It’s a farmer’s wife dreaded time of year. The Spring.
For others, it promises new life, buds pushing through the ground, lengthening days, but not generally for the busy young mother and farmer’s wife. Reality down in the farm, the Spring takes our husbands away. Makes them absent, hairier and more likely to fall asleep in obscure parts i.e. the dinner table.
It means keeping up with paperwork, parenting alone, worry over sick animals, rushed conversations in the back kitchen. This is my eighth spring in Hearthill and whilst I’m becoming used to it’s tempetuous ways, we have not yet made friends. This year especially when the season finds me heavily pregnant whilst running around after two little boys, I’m certainly not a fan.
Especially brutal is the fact that just preceding the Spring are the two months where my husband turns into a househusband, putting the kids to bed, letting me have a lie in, cuddling up on the couch for rubbish tv and generally being there whilst the cows are dried off. Bliss.
So, how this year, do I survive the Spring as I feel the Winter sprinting away from me. My survival kit;
1. There’s still time to hibernate. Catch up on lost sleep, early to bed, late to rise. Long snoozes during the day. Christmas programming means there’s lots of films for the children to enjoy whilst you all snuggle up on the couch and store up energy.
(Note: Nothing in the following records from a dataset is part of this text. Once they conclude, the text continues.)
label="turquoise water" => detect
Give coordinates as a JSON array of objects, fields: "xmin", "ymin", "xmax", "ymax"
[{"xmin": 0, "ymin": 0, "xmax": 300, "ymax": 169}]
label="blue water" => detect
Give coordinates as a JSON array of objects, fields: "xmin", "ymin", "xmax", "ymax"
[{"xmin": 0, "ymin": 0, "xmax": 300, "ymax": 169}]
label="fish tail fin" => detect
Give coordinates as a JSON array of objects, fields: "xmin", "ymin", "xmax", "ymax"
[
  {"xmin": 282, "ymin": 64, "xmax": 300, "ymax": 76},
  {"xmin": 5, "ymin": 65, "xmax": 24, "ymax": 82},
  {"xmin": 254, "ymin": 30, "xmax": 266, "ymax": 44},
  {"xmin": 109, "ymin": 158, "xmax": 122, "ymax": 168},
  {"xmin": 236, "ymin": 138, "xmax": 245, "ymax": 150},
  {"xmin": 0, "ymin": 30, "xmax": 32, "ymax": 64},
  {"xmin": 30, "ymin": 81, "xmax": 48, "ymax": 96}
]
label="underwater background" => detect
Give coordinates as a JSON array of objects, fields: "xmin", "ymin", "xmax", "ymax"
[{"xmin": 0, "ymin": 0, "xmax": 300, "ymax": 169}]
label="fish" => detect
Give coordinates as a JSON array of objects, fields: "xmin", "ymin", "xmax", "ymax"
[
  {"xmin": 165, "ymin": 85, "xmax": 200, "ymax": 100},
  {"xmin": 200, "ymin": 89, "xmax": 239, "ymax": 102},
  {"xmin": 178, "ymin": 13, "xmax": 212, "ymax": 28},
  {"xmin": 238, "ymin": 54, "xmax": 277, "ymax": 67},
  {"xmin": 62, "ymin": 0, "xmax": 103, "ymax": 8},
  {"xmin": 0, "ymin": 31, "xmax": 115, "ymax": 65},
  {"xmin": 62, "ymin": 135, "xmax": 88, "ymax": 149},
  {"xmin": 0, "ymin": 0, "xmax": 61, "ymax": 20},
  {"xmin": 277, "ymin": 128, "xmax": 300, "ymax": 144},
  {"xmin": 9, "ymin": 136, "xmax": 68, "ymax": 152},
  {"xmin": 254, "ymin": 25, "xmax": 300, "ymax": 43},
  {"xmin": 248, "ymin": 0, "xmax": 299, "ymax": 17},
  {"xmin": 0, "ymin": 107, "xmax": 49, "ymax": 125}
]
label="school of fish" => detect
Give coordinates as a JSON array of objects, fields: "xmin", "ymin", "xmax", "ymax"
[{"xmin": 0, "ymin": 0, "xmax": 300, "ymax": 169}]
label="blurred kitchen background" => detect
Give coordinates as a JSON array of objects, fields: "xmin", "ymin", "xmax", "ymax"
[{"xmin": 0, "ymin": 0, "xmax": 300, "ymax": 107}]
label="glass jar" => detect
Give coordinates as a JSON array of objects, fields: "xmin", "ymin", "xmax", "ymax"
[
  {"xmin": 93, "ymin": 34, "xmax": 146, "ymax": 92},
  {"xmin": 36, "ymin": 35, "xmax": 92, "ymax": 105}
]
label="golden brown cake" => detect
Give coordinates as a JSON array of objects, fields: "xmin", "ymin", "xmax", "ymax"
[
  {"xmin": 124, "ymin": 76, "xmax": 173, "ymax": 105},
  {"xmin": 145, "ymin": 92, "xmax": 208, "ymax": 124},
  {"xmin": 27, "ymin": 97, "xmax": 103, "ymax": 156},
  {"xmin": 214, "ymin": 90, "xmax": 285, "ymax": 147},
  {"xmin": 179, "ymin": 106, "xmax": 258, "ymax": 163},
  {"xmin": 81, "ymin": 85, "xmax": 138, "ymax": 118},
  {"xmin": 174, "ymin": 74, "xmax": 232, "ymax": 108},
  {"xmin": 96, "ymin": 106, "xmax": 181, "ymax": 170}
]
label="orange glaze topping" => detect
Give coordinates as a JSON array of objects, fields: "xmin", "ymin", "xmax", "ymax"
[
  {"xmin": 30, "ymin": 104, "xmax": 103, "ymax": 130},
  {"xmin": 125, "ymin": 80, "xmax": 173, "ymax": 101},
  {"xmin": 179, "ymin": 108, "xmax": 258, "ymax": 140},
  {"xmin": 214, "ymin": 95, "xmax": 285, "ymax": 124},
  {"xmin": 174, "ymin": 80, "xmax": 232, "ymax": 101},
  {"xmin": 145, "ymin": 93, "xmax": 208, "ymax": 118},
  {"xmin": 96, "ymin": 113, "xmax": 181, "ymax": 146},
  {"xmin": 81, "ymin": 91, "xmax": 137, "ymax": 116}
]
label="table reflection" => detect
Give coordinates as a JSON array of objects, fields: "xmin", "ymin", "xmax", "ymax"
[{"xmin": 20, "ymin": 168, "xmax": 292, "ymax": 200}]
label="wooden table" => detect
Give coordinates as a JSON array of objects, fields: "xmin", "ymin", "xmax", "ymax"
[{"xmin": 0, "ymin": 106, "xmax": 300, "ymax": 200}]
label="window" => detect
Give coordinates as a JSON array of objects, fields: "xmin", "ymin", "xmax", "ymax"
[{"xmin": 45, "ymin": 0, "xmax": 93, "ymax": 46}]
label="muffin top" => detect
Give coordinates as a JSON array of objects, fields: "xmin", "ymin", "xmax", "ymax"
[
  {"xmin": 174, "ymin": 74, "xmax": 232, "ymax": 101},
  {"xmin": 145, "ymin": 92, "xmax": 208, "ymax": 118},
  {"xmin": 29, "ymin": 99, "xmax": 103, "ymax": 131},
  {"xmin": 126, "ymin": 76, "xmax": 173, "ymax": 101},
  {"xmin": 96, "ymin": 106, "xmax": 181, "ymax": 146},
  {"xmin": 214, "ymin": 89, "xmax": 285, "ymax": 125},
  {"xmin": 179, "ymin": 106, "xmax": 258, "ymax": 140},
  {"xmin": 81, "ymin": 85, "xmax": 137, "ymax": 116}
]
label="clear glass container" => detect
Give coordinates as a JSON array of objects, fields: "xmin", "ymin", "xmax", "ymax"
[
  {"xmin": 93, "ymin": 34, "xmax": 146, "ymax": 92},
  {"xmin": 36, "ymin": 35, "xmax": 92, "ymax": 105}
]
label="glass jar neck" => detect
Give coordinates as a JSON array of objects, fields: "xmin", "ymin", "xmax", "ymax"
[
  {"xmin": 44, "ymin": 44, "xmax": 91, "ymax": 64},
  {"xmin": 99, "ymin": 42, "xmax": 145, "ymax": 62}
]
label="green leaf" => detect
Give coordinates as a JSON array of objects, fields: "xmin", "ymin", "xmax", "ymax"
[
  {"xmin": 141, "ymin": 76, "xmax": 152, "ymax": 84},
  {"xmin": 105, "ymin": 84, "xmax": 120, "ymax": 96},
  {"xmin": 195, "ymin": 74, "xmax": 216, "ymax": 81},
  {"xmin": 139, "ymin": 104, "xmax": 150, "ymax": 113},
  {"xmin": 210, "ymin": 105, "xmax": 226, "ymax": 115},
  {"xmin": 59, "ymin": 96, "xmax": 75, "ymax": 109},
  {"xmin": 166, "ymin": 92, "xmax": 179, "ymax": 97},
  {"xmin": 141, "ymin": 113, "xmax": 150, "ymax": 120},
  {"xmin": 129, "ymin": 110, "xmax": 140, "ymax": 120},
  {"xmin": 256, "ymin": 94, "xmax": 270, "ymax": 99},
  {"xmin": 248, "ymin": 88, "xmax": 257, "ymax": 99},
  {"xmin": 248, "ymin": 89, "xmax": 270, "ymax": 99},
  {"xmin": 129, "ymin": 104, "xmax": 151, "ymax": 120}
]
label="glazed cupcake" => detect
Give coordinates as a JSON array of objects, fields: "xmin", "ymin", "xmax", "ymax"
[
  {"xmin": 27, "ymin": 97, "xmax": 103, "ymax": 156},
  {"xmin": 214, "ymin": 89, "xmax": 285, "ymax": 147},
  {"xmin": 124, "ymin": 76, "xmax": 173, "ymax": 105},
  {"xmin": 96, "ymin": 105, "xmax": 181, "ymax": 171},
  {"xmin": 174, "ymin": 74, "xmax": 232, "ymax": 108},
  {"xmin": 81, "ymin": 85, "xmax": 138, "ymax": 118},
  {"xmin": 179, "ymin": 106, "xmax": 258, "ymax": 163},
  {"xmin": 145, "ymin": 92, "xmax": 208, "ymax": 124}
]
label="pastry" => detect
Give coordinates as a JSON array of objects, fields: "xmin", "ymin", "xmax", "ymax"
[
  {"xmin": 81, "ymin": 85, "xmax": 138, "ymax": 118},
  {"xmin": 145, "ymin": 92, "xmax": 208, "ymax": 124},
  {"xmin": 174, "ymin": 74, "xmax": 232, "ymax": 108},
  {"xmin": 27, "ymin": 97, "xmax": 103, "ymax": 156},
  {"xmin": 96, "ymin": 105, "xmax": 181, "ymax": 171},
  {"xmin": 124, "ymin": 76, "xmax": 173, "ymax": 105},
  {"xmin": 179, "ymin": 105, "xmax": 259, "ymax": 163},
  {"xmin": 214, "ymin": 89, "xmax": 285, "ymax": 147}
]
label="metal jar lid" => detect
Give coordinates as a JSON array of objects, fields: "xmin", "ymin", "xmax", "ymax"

2. Try not to complain about it too much. Ops. Make it pleasant for everyone, though deeply frustrating, we’ve got to play the cards we’re dealt. Even if it means ignoring the fact that your partner may not remember your name during those sleep depraved weeks, try not to complain too much. Instead of mourning the loss of Valentine’s day, make a romantic supper for two for whatever hour he might appear at your threshold, though pinch him if he falls asleep into said romantic meal! Just a small pinch.
3. Take the children to see Dad; there are lots of safe ways to have fun on a farm, if you are blessed with little boys, you know they love nothing more than donning the wellies and getting mucky. Feed the baby calves. Let them see a cow calving. Turn up in the milking parlour to help feed the ration. Later on the spring, bring a picnic to Dad in the fields as he’s fencing. A shared flask and fairy cakes can mellow all the family’s frustrations during that busy time of year.
4. Look ahead, the season can’t last forever.